The Robert Wood Johnson Foundation (the clue is in the name, RWJ was president,  then chairman, at Johnson & Johnson for almost 30 years), the health foundation that funds the SciCheck’s COVID-19/Vaccination Project, are to be commended for their transparency. So to are the other players. Factcheck.org on its funding page declares the funding (“We also received $53,501 from the Robert Wood Johnson Foundation. SciCheck’s COVID-19/Vaccination Project is made possible by a grant from the Robert Wood Johnson Foundation”) and SciCheck says right at the top of main page “SciCheck’s COVID-19/Vaccination Project is made possible by a grant from the Robert Wood Johnson Foundation”. The Foundation publishes its accounts (Exhibit A), and they confirm over $2 billion invested in J&J on 31st December 2020. With a current dividend yield of around 2.5%, that’s good for an annual income of around $50 million.
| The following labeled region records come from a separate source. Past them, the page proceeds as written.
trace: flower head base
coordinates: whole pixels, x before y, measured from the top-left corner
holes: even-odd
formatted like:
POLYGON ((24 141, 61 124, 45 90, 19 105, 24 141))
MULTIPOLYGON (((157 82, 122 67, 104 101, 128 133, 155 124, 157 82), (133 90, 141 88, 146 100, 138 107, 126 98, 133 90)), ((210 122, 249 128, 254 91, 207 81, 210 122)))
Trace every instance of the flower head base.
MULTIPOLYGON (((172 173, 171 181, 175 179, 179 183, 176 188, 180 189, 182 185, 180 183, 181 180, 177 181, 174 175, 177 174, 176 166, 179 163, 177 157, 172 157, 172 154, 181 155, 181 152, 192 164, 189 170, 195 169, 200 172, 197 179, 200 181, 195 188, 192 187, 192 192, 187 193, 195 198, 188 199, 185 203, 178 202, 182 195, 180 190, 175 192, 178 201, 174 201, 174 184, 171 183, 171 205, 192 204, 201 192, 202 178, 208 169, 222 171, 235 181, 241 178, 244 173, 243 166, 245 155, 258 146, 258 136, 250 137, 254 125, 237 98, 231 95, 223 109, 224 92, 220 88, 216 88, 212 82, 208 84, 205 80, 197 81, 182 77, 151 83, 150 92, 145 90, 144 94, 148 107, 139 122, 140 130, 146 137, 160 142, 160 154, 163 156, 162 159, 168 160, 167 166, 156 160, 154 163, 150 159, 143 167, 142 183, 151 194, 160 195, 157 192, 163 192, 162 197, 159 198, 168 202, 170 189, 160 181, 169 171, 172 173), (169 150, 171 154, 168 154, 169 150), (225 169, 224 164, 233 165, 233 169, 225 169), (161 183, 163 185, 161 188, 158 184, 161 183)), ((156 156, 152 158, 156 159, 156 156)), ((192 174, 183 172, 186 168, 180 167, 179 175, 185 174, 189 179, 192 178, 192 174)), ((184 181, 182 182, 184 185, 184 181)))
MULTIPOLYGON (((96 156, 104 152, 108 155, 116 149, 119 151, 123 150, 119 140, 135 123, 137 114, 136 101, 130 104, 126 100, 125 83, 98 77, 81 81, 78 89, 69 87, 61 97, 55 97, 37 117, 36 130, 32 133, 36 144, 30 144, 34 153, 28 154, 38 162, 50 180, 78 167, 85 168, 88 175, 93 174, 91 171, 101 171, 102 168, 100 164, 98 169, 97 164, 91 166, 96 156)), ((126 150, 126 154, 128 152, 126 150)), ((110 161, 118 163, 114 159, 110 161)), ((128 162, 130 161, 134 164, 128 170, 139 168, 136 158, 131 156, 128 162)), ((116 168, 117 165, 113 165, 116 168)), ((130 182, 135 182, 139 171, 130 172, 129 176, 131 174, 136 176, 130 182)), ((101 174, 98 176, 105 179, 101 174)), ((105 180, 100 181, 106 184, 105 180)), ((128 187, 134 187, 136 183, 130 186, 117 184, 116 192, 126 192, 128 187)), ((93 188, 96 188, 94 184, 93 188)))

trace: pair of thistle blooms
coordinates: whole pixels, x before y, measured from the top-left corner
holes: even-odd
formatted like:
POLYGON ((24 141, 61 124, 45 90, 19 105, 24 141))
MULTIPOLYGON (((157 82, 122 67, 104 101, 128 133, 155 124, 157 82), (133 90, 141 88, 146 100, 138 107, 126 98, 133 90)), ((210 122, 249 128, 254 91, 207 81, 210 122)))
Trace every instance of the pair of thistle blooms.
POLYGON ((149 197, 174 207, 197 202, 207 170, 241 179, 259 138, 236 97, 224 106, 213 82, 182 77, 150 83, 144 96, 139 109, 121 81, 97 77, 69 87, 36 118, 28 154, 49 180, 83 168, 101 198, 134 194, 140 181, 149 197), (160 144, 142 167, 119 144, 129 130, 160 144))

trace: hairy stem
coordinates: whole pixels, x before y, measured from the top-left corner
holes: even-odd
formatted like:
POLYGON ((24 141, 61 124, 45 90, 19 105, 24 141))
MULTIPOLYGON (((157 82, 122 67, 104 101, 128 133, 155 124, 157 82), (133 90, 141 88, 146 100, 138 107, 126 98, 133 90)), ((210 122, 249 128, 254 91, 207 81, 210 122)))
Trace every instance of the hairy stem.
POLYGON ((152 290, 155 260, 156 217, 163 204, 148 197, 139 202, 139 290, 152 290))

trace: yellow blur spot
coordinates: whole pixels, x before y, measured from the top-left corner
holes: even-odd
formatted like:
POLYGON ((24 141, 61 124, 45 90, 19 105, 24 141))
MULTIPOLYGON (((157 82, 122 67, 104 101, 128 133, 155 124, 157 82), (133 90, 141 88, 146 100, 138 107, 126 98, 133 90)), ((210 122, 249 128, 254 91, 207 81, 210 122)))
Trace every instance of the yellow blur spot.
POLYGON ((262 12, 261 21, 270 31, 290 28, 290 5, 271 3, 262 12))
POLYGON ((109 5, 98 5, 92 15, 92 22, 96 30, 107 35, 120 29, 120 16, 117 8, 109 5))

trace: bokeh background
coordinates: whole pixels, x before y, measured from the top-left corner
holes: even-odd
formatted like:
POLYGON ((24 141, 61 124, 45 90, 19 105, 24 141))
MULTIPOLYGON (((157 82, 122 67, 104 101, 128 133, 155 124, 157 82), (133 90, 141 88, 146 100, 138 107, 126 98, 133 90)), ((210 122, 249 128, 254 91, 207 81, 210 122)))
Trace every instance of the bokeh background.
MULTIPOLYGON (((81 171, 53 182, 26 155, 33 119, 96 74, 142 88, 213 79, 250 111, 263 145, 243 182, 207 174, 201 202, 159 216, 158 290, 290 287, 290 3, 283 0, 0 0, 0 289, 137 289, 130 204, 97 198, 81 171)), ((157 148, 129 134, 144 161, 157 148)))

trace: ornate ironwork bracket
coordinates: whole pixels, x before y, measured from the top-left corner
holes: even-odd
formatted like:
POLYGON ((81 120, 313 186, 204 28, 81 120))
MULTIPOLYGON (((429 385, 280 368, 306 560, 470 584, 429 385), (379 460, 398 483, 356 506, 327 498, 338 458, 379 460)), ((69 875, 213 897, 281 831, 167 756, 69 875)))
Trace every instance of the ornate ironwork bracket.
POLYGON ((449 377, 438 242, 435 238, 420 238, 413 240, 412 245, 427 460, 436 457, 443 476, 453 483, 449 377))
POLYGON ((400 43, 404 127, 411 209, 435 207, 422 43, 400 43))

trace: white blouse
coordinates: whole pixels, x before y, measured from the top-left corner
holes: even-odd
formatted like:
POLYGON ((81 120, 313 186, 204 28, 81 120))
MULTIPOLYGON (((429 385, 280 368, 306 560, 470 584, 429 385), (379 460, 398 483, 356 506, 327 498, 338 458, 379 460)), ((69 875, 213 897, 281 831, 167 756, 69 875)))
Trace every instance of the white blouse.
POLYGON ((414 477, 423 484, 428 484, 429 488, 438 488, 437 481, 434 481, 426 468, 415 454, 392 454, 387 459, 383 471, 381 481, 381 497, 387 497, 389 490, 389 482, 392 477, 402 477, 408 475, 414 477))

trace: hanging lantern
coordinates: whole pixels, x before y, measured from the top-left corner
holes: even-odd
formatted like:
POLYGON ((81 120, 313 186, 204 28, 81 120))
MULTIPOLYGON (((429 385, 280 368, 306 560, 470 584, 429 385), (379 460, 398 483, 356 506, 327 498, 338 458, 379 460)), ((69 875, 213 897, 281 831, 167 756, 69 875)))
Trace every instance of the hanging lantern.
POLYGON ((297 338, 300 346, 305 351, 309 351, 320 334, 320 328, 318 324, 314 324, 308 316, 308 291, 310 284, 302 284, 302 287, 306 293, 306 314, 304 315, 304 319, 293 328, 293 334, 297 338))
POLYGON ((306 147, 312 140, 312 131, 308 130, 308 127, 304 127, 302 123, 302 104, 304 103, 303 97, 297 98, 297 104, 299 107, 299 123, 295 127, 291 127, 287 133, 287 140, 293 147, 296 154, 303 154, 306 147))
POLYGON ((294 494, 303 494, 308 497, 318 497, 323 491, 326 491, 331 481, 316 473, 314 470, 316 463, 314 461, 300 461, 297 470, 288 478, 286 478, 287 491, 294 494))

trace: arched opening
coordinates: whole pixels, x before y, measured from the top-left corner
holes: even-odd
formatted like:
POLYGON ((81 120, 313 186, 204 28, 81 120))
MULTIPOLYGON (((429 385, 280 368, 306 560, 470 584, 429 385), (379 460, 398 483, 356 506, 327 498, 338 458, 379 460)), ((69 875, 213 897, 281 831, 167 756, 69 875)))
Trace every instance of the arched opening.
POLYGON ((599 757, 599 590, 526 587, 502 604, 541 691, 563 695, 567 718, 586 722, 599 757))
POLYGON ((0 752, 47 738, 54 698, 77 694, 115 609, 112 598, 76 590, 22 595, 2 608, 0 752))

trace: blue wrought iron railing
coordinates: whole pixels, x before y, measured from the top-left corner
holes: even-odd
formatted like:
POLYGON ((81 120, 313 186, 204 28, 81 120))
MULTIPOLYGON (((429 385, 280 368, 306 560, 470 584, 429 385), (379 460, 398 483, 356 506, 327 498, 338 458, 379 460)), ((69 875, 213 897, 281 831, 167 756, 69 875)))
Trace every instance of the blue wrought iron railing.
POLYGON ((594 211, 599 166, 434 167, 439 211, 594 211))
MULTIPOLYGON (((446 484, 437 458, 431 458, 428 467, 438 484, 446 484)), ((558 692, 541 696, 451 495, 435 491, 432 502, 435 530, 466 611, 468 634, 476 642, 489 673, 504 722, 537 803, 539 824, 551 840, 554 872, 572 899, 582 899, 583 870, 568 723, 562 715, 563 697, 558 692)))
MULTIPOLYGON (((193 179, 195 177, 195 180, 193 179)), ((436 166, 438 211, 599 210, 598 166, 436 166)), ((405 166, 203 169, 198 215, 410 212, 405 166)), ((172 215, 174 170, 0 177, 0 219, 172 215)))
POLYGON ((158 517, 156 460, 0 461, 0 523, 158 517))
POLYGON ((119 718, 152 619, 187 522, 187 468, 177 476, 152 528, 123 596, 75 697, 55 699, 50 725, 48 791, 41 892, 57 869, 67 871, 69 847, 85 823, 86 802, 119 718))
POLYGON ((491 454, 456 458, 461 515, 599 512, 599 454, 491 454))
Exhibit A: Extract from the Robert Wood Johnson Foundation accounts

This degree of transparency is praiseworthy, but those involved are at the same time guilty of naivety. Naturally, the fact checkers are at pains to establish their editorial independence. SciCheck, on it’s Commitment to Transparency page goes further (Massie is a Kentucky Republican who alleged bias): “Contrary to Massie’s suggestion, the Robert Wood Johnson Foundation — as is the case with all of our funders — has no control over our editorial content. Period. Full stop”. But there is a problem: he who pays the piper does call the tune. Money really does talk, or rather, it whispers in your ear, and flashes subliminal images in front of your eyes. Any one of us may like to believe we are better than average, unaffected by funding, or gifts, or whatever mask the pharma dollar adopts, but numerous studies (see refs 2-5 and 6-11 in this paper) have shown, for example, that while doctors believe they are uninfluenced by drug reps bearing gifts, the reality is that they are influenced, and prescribing behaviour changes in favour of the drug company. Period. Full stop.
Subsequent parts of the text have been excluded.